Mixed feelings on this. While it’s no fun watching the stock market in free fall (again), Chapter 11 seems like the best option for automakers needing bailouts. – Ilene
Stiglitz: Don’t Bailout Incompetence
Courtesy of Mark Thoma, at Economist’s View
Joe Stiglitz says the car companies need to go through Chapter 11:
Chapter 11 is the right road for US carmakers, by Joseph Stiglitz, Commentary, Financial Times: The debate about whether or not to bail out … carmakers has been mischaracterised. … In fact, a … bail out … would benefit shareholders and bondholders as much as anybody else. These are not the people that need help right now. In fact they contributed to the problem. … Today, they are asking to escape accountability. We should not allow it. …
The US car industry will not be shut down, but it does need to be restructured. That is what Chapter 11 of America’s bankruptcy code is supposed to do. A … bankruptcy … can also address legacy retiree obligations. …

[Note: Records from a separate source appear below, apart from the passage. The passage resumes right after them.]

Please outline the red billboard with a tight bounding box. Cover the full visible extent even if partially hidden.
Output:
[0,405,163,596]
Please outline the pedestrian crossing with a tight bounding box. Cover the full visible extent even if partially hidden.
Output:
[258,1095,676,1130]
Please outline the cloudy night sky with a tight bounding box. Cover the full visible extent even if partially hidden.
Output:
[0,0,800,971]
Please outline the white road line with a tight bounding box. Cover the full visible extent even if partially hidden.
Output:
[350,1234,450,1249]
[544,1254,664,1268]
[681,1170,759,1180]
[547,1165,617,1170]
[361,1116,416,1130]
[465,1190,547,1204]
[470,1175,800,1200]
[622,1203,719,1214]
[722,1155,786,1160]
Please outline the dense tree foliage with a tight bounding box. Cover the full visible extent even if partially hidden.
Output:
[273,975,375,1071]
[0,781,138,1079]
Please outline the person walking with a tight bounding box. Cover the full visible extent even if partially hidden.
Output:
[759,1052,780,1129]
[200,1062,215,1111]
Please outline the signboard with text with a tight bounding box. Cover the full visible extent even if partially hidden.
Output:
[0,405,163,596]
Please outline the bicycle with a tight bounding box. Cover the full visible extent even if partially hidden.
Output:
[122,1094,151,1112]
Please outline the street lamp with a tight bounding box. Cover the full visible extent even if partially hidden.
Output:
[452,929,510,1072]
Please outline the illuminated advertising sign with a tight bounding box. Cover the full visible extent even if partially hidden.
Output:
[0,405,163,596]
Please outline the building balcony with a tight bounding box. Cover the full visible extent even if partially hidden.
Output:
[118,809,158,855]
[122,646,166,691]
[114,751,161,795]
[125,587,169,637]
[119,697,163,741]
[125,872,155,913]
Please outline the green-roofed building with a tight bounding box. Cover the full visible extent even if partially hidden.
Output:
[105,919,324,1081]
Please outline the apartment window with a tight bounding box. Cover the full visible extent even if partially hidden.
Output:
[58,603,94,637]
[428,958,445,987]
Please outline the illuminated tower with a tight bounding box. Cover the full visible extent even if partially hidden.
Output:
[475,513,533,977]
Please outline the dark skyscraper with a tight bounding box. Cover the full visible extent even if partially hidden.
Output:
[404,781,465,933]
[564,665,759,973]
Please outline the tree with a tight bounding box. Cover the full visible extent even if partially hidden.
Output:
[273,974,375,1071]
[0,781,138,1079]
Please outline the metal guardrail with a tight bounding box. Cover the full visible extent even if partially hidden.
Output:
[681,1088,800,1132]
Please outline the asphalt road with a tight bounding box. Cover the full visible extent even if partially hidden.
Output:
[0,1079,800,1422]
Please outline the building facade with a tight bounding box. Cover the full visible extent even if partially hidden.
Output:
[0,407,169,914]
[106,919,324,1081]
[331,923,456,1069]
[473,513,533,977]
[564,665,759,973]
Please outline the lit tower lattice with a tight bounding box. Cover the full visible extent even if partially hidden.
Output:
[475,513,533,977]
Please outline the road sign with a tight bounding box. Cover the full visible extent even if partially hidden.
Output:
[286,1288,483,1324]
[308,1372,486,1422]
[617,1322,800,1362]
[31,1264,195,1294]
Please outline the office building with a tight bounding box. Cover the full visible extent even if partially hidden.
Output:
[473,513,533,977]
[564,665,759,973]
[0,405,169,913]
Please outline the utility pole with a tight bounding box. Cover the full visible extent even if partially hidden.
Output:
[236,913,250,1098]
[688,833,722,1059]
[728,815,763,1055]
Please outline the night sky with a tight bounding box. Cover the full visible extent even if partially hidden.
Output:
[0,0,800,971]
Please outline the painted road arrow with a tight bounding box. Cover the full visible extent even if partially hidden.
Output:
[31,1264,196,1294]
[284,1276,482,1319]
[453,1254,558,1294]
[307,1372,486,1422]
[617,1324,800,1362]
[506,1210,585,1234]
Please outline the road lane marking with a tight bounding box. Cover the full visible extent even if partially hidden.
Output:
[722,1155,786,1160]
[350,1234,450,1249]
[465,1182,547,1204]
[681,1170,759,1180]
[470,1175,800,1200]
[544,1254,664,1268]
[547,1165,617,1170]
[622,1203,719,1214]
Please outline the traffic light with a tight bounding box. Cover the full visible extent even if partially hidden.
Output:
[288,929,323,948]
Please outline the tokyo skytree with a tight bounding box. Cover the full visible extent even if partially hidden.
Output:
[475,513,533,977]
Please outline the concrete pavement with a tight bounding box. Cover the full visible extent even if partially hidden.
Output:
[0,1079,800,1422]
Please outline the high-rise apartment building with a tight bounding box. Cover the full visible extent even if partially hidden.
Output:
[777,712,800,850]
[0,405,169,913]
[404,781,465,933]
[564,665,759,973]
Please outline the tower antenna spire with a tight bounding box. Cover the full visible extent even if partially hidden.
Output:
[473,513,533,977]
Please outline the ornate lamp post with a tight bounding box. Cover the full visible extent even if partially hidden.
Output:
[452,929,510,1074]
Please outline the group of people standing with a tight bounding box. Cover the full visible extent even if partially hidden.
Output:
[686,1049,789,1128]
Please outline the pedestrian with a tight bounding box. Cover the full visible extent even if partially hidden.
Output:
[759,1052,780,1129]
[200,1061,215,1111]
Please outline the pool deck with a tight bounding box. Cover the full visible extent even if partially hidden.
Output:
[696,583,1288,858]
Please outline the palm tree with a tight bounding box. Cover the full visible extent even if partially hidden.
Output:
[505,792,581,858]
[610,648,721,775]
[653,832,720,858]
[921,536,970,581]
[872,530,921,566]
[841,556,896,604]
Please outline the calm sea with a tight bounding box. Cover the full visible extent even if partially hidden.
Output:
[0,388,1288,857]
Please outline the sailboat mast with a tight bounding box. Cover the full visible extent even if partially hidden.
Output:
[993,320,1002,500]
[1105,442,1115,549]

With financial restructuring, the real assets do not disappear. Equity investors (who failed to fulfill their responsibility of oversight) lose everything; bondholders get converted into equity owners and may lose substantial amounts. Freed of the obligation to pay interest, the carmakers will be in a better position. … Moral hazard … will be averted: a strong message will be sent.
Some will talk of the pension funds and others that will suffer. … The government may need to help some pension funds but it is better to do so directly, than via massive bailouts hoping that a little of the money trickles down to the “widows and orphans”. Some will say that bankruptcy will undermine confidence in America’s cars. It is the cars and … the dismal performance of their executives … that have undermined confidence. … It is more plausible that confidence will be restored if the industry is … given a fresh start. …
US workers, working for Japanese carmakers, have shown their hard work can produce cars that are desirable. … The failure lies with the managers…
As the bail-outs continue, numbers that once looked huge are starting to seem almost normal. Hundreds of billons are being given to banks and insurance companies. … Even so, we should not forget that a few months ago, President George W. Bush said there was not enough money for health insurance for poor children although it cost just a few billion dollars. …
[W]e need to think more carefully about who we are really bailing out and why. This should not end up as just another rescue package for bondholders and shareholders.